We are most grateful to Danielle Descoteaux for her faith in us in commissioning this volume, and to Julia Kirk for her patience and support throughout the project. Too many people have been involved in various aspects of the project to be named here. Our students over the last three years have used draft versions of parts of the text, probably without fully realizing it. Colleagues from other institutions have contributed to the volume by discussing various issues with us and providing crucial information and references.

Contributors to the volume are all members of the Applied Linguistics team at Birkbeck College, University of London. Three people spent a considerable amount of time helping the editor with copy-editing, checking references, formatting and proofreading the drafts. They are Rosemary Wilson, Jennifer Watson and Brigid O’Connor. The project could not have been completed without their help.

The diagrams in Chapter 1 were drawn by Steve Stamp, who also helped with other technical issues. Part of the text in Chapter 1, Section 1.2 is taken from the introduction written by Vivian Cook and Li Wei in their edited volume Contemporary Applied Linguistics (2009), and part of Section 1.3 taken from the chapter Doing Applied Linguistics, in Li Wei’s The Routledge Applied Linguistics Reader (2011: 497–514), co-authored with Zhu Hua. The contributions of Vivian Cook and Zhu Hua are gratefully acknowledged.

The Resources List is based on the list in Li Wei’s The Routledge Applied Linguistics Reader (2011: 515–526), updated by Zhu Hua.

Copyright permission for the two figures in Chapter 4 is as follows:

The Cookie Theft picture, from Goodglass, Harold and Edith Kaplan. 1983. The Assessment of Aphasia and Related Disorders. Philadelphia: Lea & Febiger. Permission granted by Pro-Ed, Inc., Texas.
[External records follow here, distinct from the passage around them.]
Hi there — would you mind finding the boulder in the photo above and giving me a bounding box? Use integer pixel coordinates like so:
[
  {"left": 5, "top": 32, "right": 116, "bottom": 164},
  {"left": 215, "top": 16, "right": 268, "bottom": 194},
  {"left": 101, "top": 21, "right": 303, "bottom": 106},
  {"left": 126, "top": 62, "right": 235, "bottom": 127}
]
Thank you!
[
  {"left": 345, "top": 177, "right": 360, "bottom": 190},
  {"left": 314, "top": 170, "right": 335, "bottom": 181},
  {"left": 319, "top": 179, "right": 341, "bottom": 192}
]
Examples of paraphasias in deaf left-hemisphere damaged (LHD) signers, from Hickok, Gregory, Ursula Bellugi and Edward Klima. 1998. The neural organization of language: Evidence from sign language aphasia. Trends in Cognitive Sciences 2 (4), 129–136. Permission granted by Elsevier.

Permission to reproduce the image in Chapter 8, ‘Sri Lankan Brit shows true grit’ by Carole Malone, News of the World, 22 March 2009, granted by The Newspaper Marketing Agency, www.nmauk.co.uk.